Note that 2.3 SMRTanalysis does not support "dataset" input (FOFN or XML files); those who need this feature should wait for the forthcoming release of SMRTanalysis 3.0 or build from GitHub sources.

Running a large-scale resequencing/polishing job in SMRTanalysis

2.3

To run a large-scale resequencing job (>50 megabase genome @ 50x coverage,nominally), you want to spread the computation load across multiple nodes in your computing cluster.

The smrtpipe workflow engine in SMRTanalysis 2.3 provides a convenient workflow automating this---it will automatically spread the load for both mapping and quiver jobs among your available cluster nodes. This is accessible via the SMRTportal UI; the simplest way to set up and run thse workflows is via tha UI. Nonetheless, we include command-line instructions for completeness.

If you have to run the smrtpipe workflow manually from the command line, a recipe is as folows:

1.
Make sure the reference you will align and compare against is present in a SMRTportal "reference repository". Even if you don't want to use SMRTportal, you need to build/import the reference appropriately, and the simplest way to do that is via SMRTportal. If you don't have a SMRTportal instance, you can use the referenceUploader command to prepare your reference repository.
2.
Prepare an "input.fofn" file listing, one-per-line, each "bax.h5" file in your input data set.
3.
Convert the "input.fofn" to an "input.xml" file that SMRTpipe can understand:

$ fofnToSmrtpipeInput.py input.fofn > input.xml

4.
Prepare your "params.xml" file.

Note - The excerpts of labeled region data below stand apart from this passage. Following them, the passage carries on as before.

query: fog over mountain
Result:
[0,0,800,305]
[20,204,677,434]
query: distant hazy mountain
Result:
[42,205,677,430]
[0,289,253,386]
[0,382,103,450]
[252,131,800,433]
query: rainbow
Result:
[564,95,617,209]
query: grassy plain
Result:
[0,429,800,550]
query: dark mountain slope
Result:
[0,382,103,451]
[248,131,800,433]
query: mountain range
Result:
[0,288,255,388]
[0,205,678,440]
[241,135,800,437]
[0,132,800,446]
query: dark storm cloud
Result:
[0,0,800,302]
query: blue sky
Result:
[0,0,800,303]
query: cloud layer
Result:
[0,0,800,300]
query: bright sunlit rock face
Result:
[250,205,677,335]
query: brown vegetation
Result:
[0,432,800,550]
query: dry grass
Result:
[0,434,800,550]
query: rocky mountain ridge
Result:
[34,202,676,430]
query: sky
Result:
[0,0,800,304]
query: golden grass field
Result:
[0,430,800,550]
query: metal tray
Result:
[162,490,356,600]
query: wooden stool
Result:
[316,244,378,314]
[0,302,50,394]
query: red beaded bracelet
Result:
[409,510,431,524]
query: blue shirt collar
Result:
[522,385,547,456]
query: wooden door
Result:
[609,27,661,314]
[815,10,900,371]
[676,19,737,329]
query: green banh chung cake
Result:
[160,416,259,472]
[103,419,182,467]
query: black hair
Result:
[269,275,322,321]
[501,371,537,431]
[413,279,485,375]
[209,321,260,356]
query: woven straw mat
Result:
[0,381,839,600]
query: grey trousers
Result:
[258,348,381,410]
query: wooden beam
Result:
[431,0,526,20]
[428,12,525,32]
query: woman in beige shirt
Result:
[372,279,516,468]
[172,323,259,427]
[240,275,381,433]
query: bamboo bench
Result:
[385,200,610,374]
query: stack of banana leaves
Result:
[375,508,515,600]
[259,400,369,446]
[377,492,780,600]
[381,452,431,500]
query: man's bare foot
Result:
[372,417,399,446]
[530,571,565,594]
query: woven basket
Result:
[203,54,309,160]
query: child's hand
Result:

Here is a params.xml template (./params-template.xml) you can use; you should just need to edit the reference path.
5.
Activate your SMRTanalysis environment, and invoke smrtpipe:

$ source <SMRT Analysis>/etc/setup.sh $ smrtpipe.py --distribute --params=params.xml xml:input.xml

6.
After successful execution is complete, the results should be available as data/consensus.fast[aq].gz and data/variants.gff.gz, etc.

Please consult the SMRTpipe reference manual (http://www.pacb.com/wp-content/uploads/2015/09/SMRT-Pipe-Reference-Guide.pdf) for further information.

Note that resequencing (mapping reads against a reference genome and then calling consensus and identifying variants) and polishing (mapping reads against a draft assembly and then taking the consensus output as the final, polished, assembly) are the same algorithmic operation, the only effective difference is that the "variants.gff" output is not biologically meaningful in the polishing case---it just records the edits that were made to the draft to produce the polished assembly.